Whilst the latest musical offering from the Menier didn’t garner the critical acclaim of some of its previous efforts, the sell-out audience didn’t seem to care when I went to see the show last week…

I have been looking forward to seeing it since news of the production was announced. I was shocked by the negativity of some of the reviews, especially Christopher Hart’s in the Sunday Times, and was left wondering whether my trip would be a wasted one…

I don’t necessarily expect to agree with what the reviewers say (frankly, I’d be disappointed to agree with much of the nonsense that Christopher Hart writes!), but 4 days on, I’m still surprised by how strongly I disagreed with them this time around.

Let’s get one thing clear – TPOS is not the best musical ever written. The dialogue can be very dated in places, and a few of the songs are a little twee for my liking. But before I go on, I want to point out one of my major frustrations with theatre critics – the inability to distinguish between the quality of a show and the quality of a production.

The two things are obviously intrinsically linked – poor material is still likely to be poor on stage, however well it’s performed. But productions are rarely either truly outstanding or truly miserable, so it wouldn’t hurt reviewers to actually try to make the distinction between writing and production. In fact, Serena Davies in The Telegraph was one of the only reviewers who actually managed this. She acknowledged that there’s “a little musical mediocrity in this sweet show” but still refers to “Fiona Laird’s inspired Seventies pastiche of a production”.

I think she’s hit the nail on the head here – it’s a 5-star production of a 3-star show.

Firstly, let me acknowledge that there are things wrong with the show:

  • Neil Simon’s script: sometimes funny, but too often dated. Not enough many laugh-out-loud moments 
  • Alistair McGowan’s voice: he might be a great actor, but he’s voice isn’t really good enough to carry a musical.
  • Connie Fisher’s accent: her American accent was very strange in the first half-hour, but thankfully she warmed up as the show progressed
  • The new orchestration: very rocky and guitar-based, it’s fun, but I think I preferred it with a little more wind and brass, something that can’t really be replaced by a synth

 Right, now that’s done I can concentrate on all the things right with the show:

  • Alistair McGowan’s acting: Staggeringly good acting – it doesn’t hurt that his American accent was perfect (not surprising for someone who does impressions!). He was a truly magnetic presence on stage. If only his voice had matched his acting.
  • Connie Fisher’s voice: I was a big fan of Fisher’s when she won the BBC series ‘How do you solve a problem like Maria?’, and loved her performance in The Sound of Music. I thought she was equally impressive here, particularly her voice which is fab
  • Fiona Laird’s direction: The material is clearly dated, but Laird’s production embraced that fact, rather than trying to modernise it. She managed to bring out lots of humour, which was no mean feat given some of the clunkier lines.
  • Matthew Wright’s design: The Menier is a small space with limited money, but you wouldn’t know it from the quality of this set. It looked expensive, and the revolve actually worked really well.

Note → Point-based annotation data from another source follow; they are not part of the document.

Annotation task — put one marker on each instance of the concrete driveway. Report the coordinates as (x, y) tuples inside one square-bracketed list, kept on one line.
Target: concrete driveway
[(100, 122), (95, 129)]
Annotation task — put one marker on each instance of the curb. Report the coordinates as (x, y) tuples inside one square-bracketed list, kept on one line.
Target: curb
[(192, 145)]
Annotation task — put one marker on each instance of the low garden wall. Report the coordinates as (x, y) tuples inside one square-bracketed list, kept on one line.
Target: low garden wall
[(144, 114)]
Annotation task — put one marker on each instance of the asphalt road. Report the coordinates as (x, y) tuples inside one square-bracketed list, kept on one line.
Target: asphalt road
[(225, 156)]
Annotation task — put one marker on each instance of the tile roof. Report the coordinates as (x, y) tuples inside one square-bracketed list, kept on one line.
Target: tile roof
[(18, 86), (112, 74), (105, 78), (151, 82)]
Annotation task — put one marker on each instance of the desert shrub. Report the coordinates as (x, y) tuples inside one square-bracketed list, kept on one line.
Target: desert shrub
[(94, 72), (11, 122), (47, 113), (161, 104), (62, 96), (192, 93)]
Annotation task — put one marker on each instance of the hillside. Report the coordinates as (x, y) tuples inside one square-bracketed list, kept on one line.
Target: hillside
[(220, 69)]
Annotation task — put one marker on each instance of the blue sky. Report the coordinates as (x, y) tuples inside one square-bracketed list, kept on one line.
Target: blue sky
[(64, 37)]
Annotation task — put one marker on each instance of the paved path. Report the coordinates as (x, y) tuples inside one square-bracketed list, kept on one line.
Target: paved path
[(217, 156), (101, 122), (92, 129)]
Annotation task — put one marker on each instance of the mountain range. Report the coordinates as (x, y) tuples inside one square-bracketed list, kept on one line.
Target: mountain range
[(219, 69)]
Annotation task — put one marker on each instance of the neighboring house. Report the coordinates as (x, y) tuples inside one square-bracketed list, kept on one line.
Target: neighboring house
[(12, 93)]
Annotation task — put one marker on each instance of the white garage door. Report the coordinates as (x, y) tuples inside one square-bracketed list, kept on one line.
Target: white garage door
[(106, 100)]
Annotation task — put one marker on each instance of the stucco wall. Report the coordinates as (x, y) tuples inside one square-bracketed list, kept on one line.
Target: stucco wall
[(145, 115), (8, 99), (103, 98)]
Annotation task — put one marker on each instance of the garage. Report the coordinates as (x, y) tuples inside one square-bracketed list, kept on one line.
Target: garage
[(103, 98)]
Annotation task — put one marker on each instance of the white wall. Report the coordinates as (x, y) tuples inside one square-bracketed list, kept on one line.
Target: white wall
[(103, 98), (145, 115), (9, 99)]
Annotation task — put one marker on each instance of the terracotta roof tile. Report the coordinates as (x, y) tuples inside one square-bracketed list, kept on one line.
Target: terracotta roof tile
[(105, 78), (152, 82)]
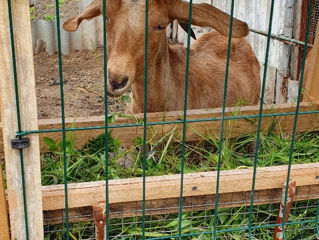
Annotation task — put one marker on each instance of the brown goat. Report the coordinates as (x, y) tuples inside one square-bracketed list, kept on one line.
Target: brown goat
[(167, 63)]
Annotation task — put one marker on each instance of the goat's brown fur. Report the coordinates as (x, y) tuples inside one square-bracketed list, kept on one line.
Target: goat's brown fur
[(167, 63)]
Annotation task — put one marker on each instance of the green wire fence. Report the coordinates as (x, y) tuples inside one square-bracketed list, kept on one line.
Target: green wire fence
[(213, 230)]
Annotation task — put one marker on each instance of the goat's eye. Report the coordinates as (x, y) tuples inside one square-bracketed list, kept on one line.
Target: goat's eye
[(160, 27)]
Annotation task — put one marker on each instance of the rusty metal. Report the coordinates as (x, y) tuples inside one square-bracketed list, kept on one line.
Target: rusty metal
[(278, 233)]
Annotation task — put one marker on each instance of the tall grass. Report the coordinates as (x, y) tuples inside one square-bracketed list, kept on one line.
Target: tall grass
[(163, 157)]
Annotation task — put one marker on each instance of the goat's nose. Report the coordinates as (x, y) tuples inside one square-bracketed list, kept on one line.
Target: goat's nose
[(117, 82)]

In fact, looking back, it’s difficult to believe that I even watched the same show as Christopher Hart. I doubt the show will get a transfer (unlikely the Xmas show, La Cage Aux Folles, whose transfer has just been announced).

Given that, I’d still recommend seeing TPOS before it shuts at the end of September. I appreciate that you might have been put off by the reviews (and I do appear to be in a minority here), but I genuinely think that the show is better than it has been given credit for. Strong audiences would seem to suggest that things are not all bad!

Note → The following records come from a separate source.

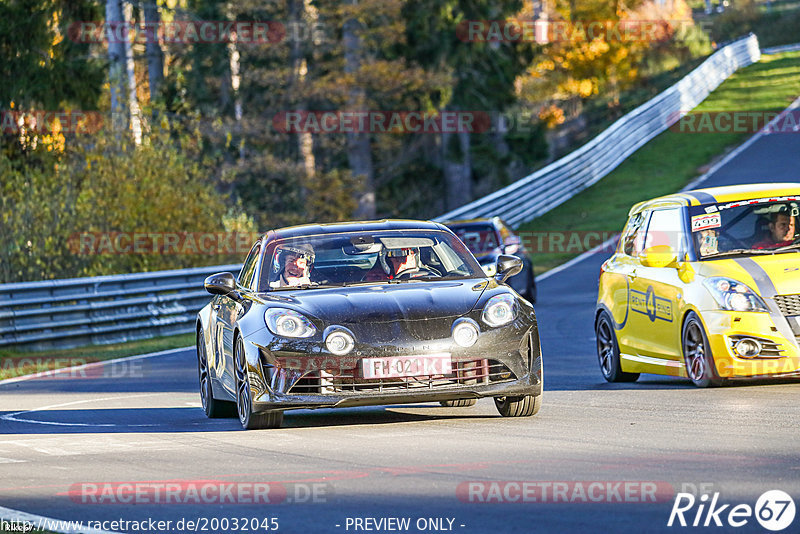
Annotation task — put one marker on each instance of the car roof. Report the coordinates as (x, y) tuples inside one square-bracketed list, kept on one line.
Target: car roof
[(712, 195), (480, 220), (352, 226)]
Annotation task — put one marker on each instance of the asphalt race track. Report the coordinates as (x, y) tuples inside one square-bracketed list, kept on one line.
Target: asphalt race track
[(142, 422)]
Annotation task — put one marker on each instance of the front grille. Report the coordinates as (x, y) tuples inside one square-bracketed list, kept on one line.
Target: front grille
[(465, 374), (769, 349), (788, 304)]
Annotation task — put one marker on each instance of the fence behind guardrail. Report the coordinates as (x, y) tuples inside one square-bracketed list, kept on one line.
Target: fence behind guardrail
[(556, 183), (109, 309), (102, 309)]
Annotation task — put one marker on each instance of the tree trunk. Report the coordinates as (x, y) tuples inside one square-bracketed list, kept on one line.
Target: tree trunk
[(155, 56), (305, 141), (457, 167), (130, 73), (359, 152), (116, 64), (236, 80)]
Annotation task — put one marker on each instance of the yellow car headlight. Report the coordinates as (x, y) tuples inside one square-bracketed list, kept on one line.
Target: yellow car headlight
[(734, 296)]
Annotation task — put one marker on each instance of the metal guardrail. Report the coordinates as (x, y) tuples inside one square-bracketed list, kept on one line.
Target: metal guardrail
[(102, 309), (780, 49), (110, 309), (556, 183)]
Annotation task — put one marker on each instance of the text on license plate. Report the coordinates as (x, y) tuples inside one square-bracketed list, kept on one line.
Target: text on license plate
[(398, 366)]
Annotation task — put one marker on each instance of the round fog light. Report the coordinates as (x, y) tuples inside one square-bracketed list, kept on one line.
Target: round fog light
[(747, 348), (339, 342), (465, 334)]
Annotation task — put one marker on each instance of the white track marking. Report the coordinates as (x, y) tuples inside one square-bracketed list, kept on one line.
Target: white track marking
[(13, 416)]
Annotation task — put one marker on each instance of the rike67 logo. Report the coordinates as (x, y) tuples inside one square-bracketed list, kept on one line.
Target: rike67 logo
[(774, 510)]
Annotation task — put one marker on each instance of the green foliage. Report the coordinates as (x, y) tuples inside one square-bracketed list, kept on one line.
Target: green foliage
[(774, 28), (104, 185), (40, 65)]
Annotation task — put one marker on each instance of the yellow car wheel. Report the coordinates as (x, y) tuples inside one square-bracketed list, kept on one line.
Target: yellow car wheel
[(697, 355), (608, 352)]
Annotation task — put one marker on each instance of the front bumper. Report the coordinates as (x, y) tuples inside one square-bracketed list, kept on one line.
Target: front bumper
[(287, 374), (780, 357)]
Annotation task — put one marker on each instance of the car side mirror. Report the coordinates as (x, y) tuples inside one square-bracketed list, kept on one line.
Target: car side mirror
[(659, 256), (507, 266), (220, 284)]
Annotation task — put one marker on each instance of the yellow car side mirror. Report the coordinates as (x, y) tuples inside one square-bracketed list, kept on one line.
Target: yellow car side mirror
[(659, 256)]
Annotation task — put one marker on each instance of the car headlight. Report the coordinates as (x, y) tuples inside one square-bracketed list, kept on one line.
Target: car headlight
[(288, 323), (499, 310), (734, 296), (339, 340), (465, 332)]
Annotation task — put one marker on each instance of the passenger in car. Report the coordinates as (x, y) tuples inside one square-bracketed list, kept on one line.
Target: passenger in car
[(781, 230)]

Newspaper review round-up:
Telegraph review (Serena Davies)
Guardian review (Michael Billington)
Times review (Sam Marlowe)
Independent (Paul Taylor)
Evening Standard review (Liz Hoggard)
The Stage (Mark Shenton)

The bloggers reviews:
West End Whingers review
Webcowgirl review
The Londonist review

2 Responses to “Review: They’re Playing Our Song (Menier Chocolate Factory)”

  1. 1 Carol Ann Burridge September 1, 2008 at 3:07 pm

    Ah a journalist that recognises talent at last. I agree its very dated and to me what lets it down (and its not the production or the cast) its the story line and the fact that there are no well known songs in it.Its a pity that somewhere along the line the songs that they composed and wrote couldnt have been slipped into the story so that the audience were then able familarise themselves with their material

  2. 2 Lisa September 1, 2008 at 9:39 pm

    I could listen to Alistair McGowans Voice all day long !!